Making the Loss of the SALT Deduction Sting a Little Less
As tax time rapidly approaches, taxpayers in states with high state and local income taxes (such as New York) are about to learn, up close and personal, just how much the loss of the deduction for state and local taxes (SALT) will affect their personal tax liability. A little-publicized provision of the New York Tax Law, however, may take away some of the sting of losing the SALT deduction.
Under Section 612(c)-3(a) of the New York Tax Law, taxpayers age 59½ or older may exclude up to $20,000 of qualified pension and annuity income from their Federal adjusted gross income for purposes of determining their New York adjusted gross income. The full $20,000 exclusion is also available in the year the taxpayer attains age 59½ with respect to pension and annuity income received on or after you became 59½. And married couples age 59 ½ may each capitalize on the exclusion even if they file a joint return. As a result, up to $40,000 per year can potentially be excluded from New York State income taxation. Note that these taxes are not deferred; they will never be paid.

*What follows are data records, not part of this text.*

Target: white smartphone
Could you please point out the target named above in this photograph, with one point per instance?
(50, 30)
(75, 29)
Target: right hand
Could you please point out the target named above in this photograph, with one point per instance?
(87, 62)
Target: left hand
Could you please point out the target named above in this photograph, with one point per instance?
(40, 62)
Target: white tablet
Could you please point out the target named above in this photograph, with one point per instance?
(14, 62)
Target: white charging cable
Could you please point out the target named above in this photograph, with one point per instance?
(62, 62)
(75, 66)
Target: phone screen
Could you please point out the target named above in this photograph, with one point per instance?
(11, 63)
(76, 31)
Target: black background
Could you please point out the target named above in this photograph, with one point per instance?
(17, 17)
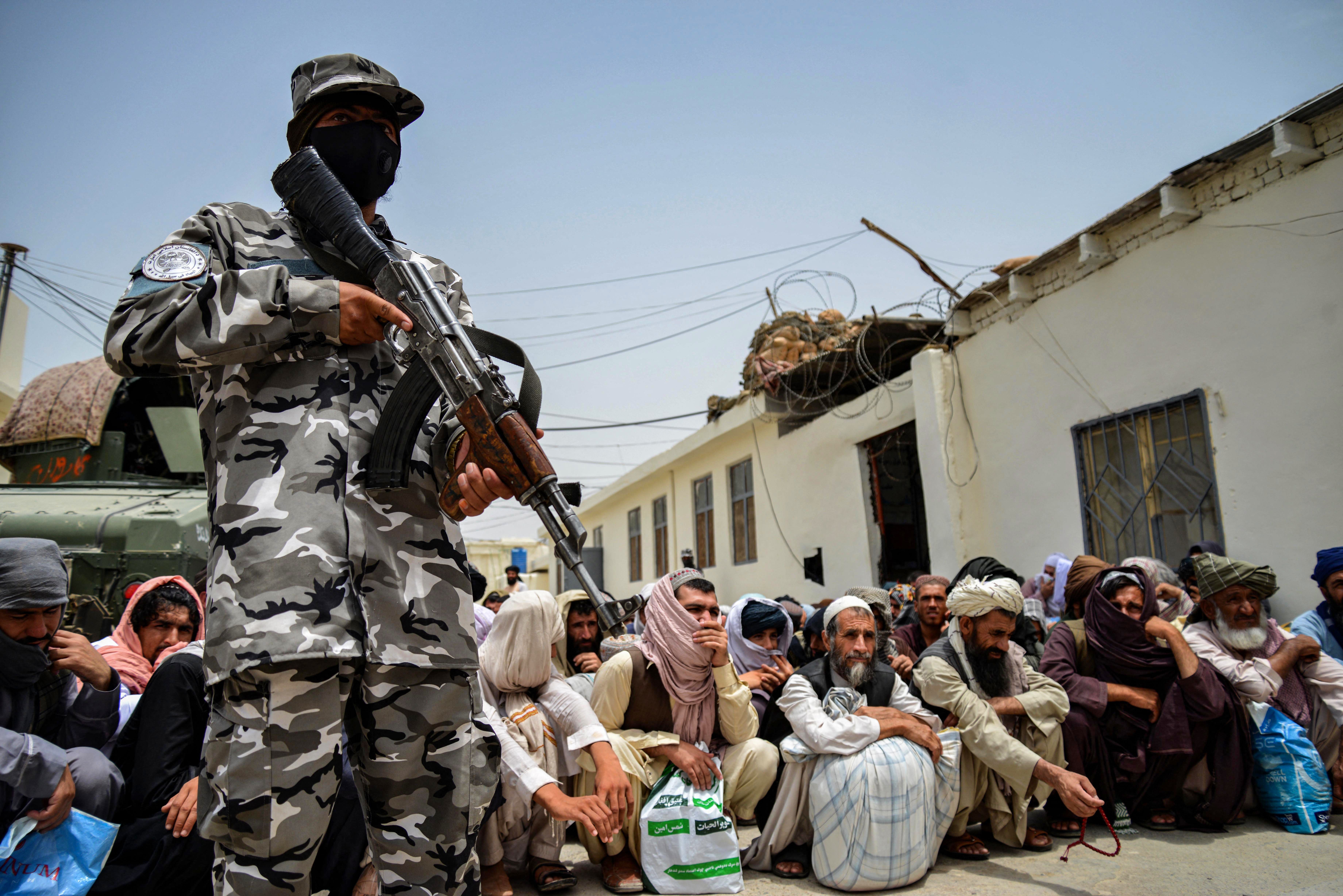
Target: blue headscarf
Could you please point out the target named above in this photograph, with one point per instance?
(1327, 562)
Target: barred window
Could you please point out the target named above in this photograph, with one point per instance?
(636, 547)
(704, 522)
(1148, 483)
(661, 559)
(743, 512)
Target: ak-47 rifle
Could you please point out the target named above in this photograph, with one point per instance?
(447, 362)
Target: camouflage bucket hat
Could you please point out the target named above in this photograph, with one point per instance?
(346, 73)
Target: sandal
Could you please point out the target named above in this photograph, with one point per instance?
(622, 875)
(800, 854)
(550, 876)
(951, 848)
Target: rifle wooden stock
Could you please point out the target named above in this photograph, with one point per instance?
(508, 447)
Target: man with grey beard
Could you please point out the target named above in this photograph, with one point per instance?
(851, 636)
(1011, 721)
(1264, 663)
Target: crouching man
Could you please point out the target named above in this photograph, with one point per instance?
(888, 777)
(1262, 661)
(50, 729)
(659, 700)
(542, 726)
(1011, 721)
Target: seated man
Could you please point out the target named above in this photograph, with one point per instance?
(1325, 623)
(1172, 601)
(894, 652)
(785, 843)
(159, 753)
(1260, 660)
(758, 635)
(579, 653)
(930, 615)
(493, 601)
(542, 726)
(50, 730)
(512, 581)
(163, 616)
(1011, 721)
(659, 700)
(1144, 715)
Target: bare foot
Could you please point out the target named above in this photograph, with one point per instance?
(965, 847)
(495, 880)
(1037, 839)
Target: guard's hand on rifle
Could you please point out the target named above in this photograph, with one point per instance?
(480, 488)
(363, 314)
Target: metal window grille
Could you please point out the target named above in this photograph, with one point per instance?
(743, 512)
(704, 520)
(636, 547)
(1148, 483)
(661, 559)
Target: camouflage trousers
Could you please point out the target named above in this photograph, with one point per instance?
(425, 770)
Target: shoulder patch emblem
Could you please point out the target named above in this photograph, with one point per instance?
(174, 262)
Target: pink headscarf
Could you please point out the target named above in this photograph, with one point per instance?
(686, 667)
(127, 655)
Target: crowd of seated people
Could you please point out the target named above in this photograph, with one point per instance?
(1090, 687)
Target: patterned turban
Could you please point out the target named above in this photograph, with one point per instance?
(974, 597)
(1216, 574)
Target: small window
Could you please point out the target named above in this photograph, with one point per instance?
(743, 514)
(636, 547)
(661, 554)
(704, 520)
(1146, 482)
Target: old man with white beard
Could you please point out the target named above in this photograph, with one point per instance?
(542, 726)
(888, 749)
(1011, 721)
(1264, 663)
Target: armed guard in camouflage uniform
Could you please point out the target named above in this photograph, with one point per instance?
(327, 604)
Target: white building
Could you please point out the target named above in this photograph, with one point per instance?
(1169, 374)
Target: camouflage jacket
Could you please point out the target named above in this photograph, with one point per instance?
(303, 561)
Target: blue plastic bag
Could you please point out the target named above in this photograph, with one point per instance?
(1290, 778)
(64, 862)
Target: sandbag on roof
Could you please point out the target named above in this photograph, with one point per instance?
(68, 402)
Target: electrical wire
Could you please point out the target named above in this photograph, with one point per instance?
(770, 499)
(612, 426)
(663, 339)
(675, 271)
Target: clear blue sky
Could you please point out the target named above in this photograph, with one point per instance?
(570, 143)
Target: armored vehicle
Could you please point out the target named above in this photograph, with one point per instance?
(111, 469)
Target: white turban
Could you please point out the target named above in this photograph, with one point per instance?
(976, 598)
(847, 602)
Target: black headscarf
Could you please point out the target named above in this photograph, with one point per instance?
(33, 577)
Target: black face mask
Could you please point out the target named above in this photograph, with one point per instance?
(361, 155)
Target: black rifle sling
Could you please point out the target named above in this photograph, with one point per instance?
(506, 350)
(409, 406)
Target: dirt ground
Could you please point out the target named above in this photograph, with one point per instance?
(1256, 859)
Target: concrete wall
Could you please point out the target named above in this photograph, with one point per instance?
(1251, 316)
(816, 479)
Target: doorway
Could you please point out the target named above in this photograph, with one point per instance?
(898, 504)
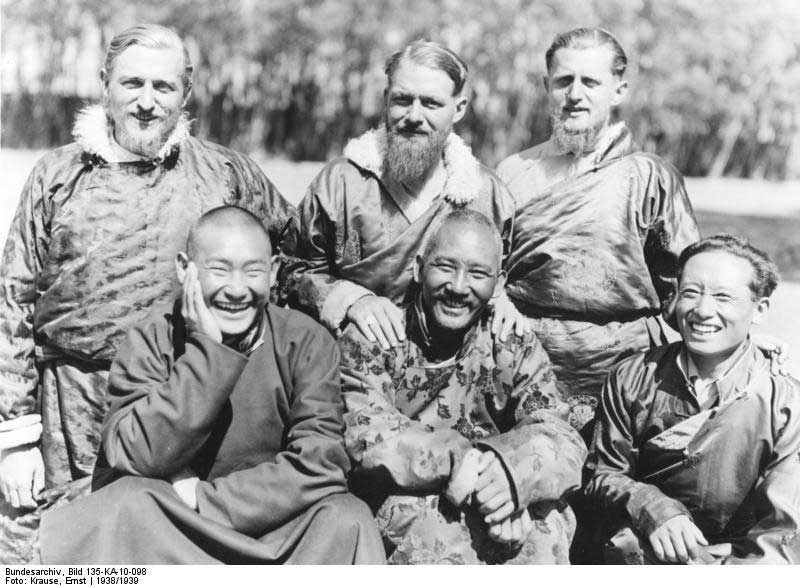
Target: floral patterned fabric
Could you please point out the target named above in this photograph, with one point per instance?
(410, 422)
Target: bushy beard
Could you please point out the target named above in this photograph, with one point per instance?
(573, 141)
(146, 143)
(409, 158)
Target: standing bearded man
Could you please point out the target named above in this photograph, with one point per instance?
(91, 248)
(599, 227)
(365, 216)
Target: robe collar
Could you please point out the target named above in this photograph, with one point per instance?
(93, 133)
(463, 183)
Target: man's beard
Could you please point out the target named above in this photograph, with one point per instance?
(409, 158)
(574, 141)
(146, 143)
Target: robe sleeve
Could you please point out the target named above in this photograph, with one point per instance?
(26, 247)
(378, 435)
(612, 488)
(668, 222)
(313, 463)
(542, 454)
(163, 411)
(318, 290)
(775, 538)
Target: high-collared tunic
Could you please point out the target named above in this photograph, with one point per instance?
(410, 421)
(733, 468)
(594, 255)
(262, 432)
(90, 250)
(356, 238)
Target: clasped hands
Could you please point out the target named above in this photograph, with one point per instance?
(482, 480)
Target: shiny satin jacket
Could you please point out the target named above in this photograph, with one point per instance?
(92, 248)
(600, 245)
(737, 474)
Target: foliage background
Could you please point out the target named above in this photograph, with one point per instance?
(714, 83)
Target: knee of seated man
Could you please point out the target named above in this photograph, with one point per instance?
(344, 512)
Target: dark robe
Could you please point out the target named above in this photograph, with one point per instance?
(262, 432)
(733, 467)
(594, 254)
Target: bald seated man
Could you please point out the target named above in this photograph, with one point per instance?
(459, 438)
(223, 440)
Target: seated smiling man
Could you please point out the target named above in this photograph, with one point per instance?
(460, 440)
(226, 426)
(697, 443)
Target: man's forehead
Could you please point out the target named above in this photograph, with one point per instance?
(140, 61)
(597, 59)
(414, 78)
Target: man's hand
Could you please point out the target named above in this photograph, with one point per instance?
(379, 320)
(493, 490)
(194, 310)
(513, 530)
(463, 479)
(185, 485)
(677, 540)
(776, 349)
(506, 316)
(21, 476)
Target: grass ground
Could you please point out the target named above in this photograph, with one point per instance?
(766, 213)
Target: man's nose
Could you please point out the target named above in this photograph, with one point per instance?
(146, 99)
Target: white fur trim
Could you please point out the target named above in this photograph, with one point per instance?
(91, 131)
(463, 170)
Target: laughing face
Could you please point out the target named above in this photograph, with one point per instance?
(716, 307)
(582, 90)
(143, 96)
(458, 277)
(234, 273)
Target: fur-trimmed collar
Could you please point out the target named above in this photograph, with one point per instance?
(463, 170)
(91, 132)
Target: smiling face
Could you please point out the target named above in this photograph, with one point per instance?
(458, 276)
(582, 90)
(143, 96)
(420, 112)
(234, 269)
(716, 307)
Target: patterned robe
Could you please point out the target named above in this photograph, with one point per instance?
(90, 250)
(355, 237)
(263, 432)
(733, 468)
(594, 254)
(409, 423)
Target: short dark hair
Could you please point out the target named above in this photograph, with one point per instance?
(466, 217)
(587, 38)
(227, 216)
(765, 273)
(433, 55)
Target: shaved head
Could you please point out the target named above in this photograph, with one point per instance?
(229, 218)
(466, 219)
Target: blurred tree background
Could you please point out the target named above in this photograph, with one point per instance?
(715, 84)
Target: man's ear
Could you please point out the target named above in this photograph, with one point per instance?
(274, 267)
(461, 107)
(499, 285)
(760, 311)
(620, 93)
(418, 269)
(181, 263)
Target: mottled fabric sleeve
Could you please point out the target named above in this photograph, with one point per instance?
(313, 463)
(775, 538)
(25, 248)
(668, 221)
(612, 488)
(542, 453)
(378, 435)
(162, 411)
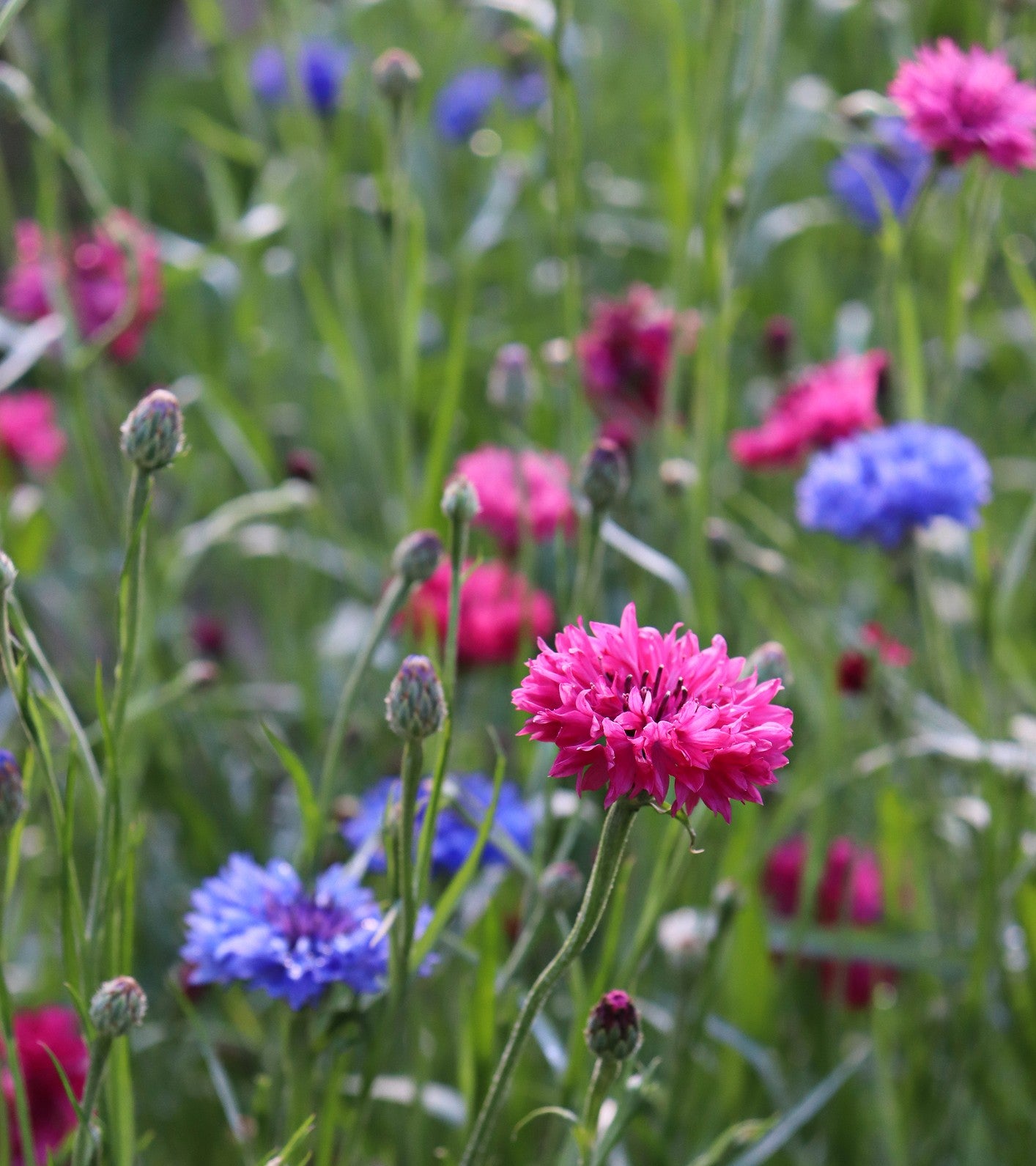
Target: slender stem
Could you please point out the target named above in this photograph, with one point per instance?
(596, 898)
(391, 603)
(84, 1146)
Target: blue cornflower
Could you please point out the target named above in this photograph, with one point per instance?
(463, 104)
(455, 833)
(880, 485)
(262, 926)
(270, 75)
(886, 177)
(322, 69)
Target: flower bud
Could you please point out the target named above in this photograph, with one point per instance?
(153, 433)
(461, 499)
(12, 791)
(512, 384)
(560, 885)
(416, 558)
(604, 476)
(8, 572)
(415, 706)
(396, 75)
(613, 1029)
(118, 1006)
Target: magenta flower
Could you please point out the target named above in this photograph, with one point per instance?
(961, 104)
(625, 358)
(631, 708)
(828, 402)
(29, 435)
(520, 492)
(100, 282)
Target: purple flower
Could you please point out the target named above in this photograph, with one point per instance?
(455, 833)
(881, 177)
(260, 925)
(464, 103)
(881, 485)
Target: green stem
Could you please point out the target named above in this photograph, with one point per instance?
(391, 603)
(84, 1146)
(596, 898)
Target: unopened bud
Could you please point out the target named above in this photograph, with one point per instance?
(415, 706)
(416, 558)
(153, 433)
(116, 1006)
(613, 1029)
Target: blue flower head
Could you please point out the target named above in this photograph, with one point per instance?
(322, 69)
(260, 925)
(270, 75)
(881, 485)
(465, 800)
(885, 177)
(463, 104)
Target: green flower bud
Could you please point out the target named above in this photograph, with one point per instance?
(153, 433)
(415, 706)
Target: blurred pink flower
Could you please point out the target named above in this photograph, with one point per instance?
(499, 611)
(519, 491)
(625, 358)
(29, 435)
(51, 1112)
(631, 708)
(962, 103)
(100, 282)
(848, 893)
(828, 402)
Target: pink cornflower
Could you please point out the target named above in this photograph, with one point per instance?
(631, 708)
(848, 895)
(961, 104)
(828, 402)
(520, 492)
(625, 358)
(51, 1115)
(99, 280)
(499, 611)
(29, 435)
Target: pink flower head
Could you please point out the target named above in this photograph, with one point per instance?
(519, 492)
(826, 404)
(28, 430)
(625, 358)
(102, 282)
(499, 611)
(962, 103)
(51, 1112)
(848, 895)
(631, 708)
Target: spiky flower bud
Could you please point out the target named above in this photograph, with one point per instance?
(604, 476)
(461, 499)
(396, 75)
(513, 385)
(153, 433)
(116, 1006)
(12, 791)
(8, 572)
(415, 706)
(613, 1027)
(416, 558)
(560, 884)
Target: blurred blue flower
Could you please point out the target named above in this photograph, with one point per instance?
(322, 69)
(463, 104)
(455, 833)
(886, 177)
(882, 484)
(259, 925)
(270, 75)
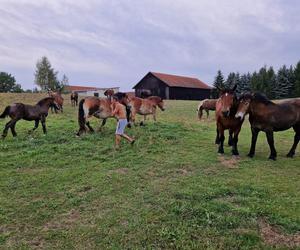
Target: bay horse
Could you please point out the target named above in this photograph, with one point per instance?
(99, 108)
(206, 104)
(109, 93)
(226, 108)
(269, 117)
(37, 113)
(145, 107)
(58, 99)
(74, 99)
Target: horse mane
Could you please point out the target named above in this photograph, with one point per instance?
(44, 100)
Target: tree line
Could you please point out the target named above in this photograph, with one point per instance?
(285, 83)
(45, 77)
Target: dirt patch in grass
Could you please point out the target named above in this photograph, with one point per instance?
(272, 235)
(231, 163)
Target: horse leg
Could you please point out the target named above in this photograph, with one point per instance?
(221, 138)
(7, 126)
(13, 129)
(230, 140)
(89, 126)
(270, 138)
(217, 141)
(296, 141)
(43, 121)
(255, 132)
(235, 141)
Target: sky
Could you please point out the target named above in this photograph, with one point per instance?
(109, 43)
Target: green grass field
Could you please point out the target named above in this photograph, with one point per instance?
(170, 190)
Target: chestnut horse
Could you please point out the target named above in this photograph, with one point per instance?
(37, 113)
(99, 108)
(58, 99)
(109, 93)
(74, 99)
(145, 106)
(226, 107)
(206, 104)
(269, 117)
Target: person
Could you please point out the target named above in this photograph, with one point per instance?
(119, 111)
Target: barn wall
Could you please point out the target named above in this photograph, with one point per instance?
(153, 84)
(189, 93)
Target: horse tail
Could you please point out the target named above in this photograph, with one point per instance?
(5, 112)
(200, 110)
(81, 118)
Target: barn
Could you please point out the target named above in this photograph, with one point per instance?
(172, 87)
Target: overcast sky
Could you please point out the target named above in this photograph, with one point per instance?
(115, 43)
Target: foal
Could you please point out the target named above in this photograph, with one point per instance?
(18, 111)
(226, 107)
(270, 117)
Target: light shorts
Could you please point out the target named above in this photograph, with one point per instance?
(121, 126)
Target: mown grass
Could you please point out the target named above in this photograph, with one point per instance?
(170, 190)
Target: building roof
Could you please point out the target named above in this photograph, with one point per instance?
(84, 88)
(179, 81)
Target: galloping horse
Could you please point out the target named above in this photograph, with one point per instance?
(145, 106)
(99, 108)
(269, 117)
(74, 99)
(226, 107)
(206, 104)
(109, 93)
(18, 111)
(58, 99)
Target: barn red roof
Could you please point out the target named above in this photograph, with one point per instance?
(181, 81)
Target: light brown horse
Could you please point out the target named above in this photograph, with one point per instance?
(206, 104)
(270, 117)
(37, 113)
(99, 108)
(74, 99)
(145, 107)
(226, 107)
(58, 99)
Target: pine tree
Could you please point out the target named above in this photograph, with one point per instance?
(297, 80)
(218, 84)
(283, 86)
(45, 75)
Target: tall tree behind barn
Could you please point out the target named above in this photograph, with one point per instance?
(172, 87)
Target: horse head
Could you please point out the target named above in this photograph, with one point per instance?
(227, 100)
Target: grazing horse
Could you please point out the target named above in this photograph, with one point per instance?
(109, 93)
(37, 113)
(58, 99)
(226, 107)
(269, 117)
(206, 104)
(99, 108)
(74, 99)
(145, 106)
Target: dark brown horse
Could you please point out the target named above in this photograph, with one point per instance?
(206, 104)
(99, 108)
(269, 117)
(74, 99)
(37, 113)
(145, 106)
(226, 107)
(58, 99)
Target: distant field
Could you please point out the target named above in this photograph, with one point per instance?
(170, 190)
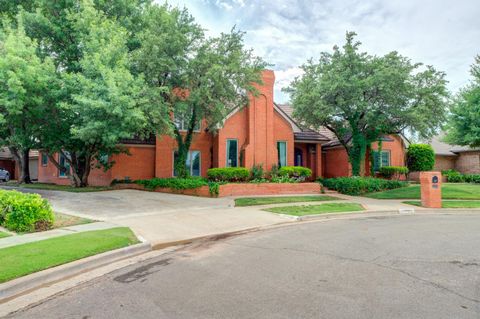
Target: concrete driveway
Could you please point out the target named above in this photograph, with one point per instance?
(161, 218)
(404, 266)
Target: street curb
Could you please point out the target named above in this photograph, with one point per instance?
(29, 283)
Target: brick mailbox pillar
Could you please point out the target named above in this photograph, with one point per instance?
(431, 188)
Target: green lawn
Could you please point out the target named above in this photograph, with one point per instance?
(65, 188)
(28, 258)
(250, 201)
(316, 209)
(449, 191)
(4, 234)
(451, 203)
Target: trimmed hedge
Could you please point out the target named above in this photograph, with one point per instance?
(173, 182)
(360, 185)
(294, 171)
(22, 212)
(393, 171)
(228, 174)
(420, 157)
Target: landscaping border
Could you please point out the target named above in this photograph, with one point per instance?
(237, 189)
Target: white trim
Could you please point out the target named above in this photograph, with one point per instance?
(286, 152)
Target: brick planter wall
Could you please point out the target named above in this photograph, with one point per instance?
(238, 189)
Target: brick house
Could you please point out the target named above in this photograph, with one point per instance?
(263, 133)
(464, 159)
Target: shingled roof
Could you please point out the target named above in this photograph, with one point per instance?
(300, 132)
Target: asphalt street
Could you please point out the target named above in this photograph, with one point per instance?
(406, 266)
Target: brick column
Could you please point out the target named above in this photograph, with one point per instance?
(431, 189)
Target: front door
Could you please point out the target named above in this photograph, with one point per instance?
(298, 157)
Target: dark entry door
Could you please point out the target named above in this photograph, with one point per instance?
(298, 157)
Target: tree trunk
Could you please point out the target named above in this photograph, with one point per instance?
(357, 153)
(22, 159)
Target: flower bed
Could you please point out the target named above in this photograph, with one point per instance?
(236, 189)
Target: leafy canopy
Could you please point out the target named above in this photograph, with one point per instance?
(464, 121)
(360, 97)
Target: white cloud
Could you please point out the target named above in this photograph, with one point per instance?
(443, 33)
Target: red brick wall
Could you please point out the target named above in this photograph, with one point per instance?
(166, 145)
(138, 165)
(336, 159)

It should be noted that taking advantage of the New York state exclusion would result in some acceleration of Federal income tax since the exclusion only applies to amounts included in the taxpayer’s Federal adjusted gross income. The benefits of deferring taxation on the investment earnings prior to distribution must also be factored in. (This may be ameliorated somewhat by using a “Roth” conversion along with the taxable distribution. Roth accounts are taxed up front, but future investment earnings and distributions are not subject to income tax.)
There are many variables at work here, and everyone’s tax situation is unique. Even so, the provisions of the New York State Tax Law (and those of several other states, including South Carolina and Colorado) may provide an opportunity to limit the state and local tax bite on your retirement assets. We suggest that you discuss this with your tax advisor.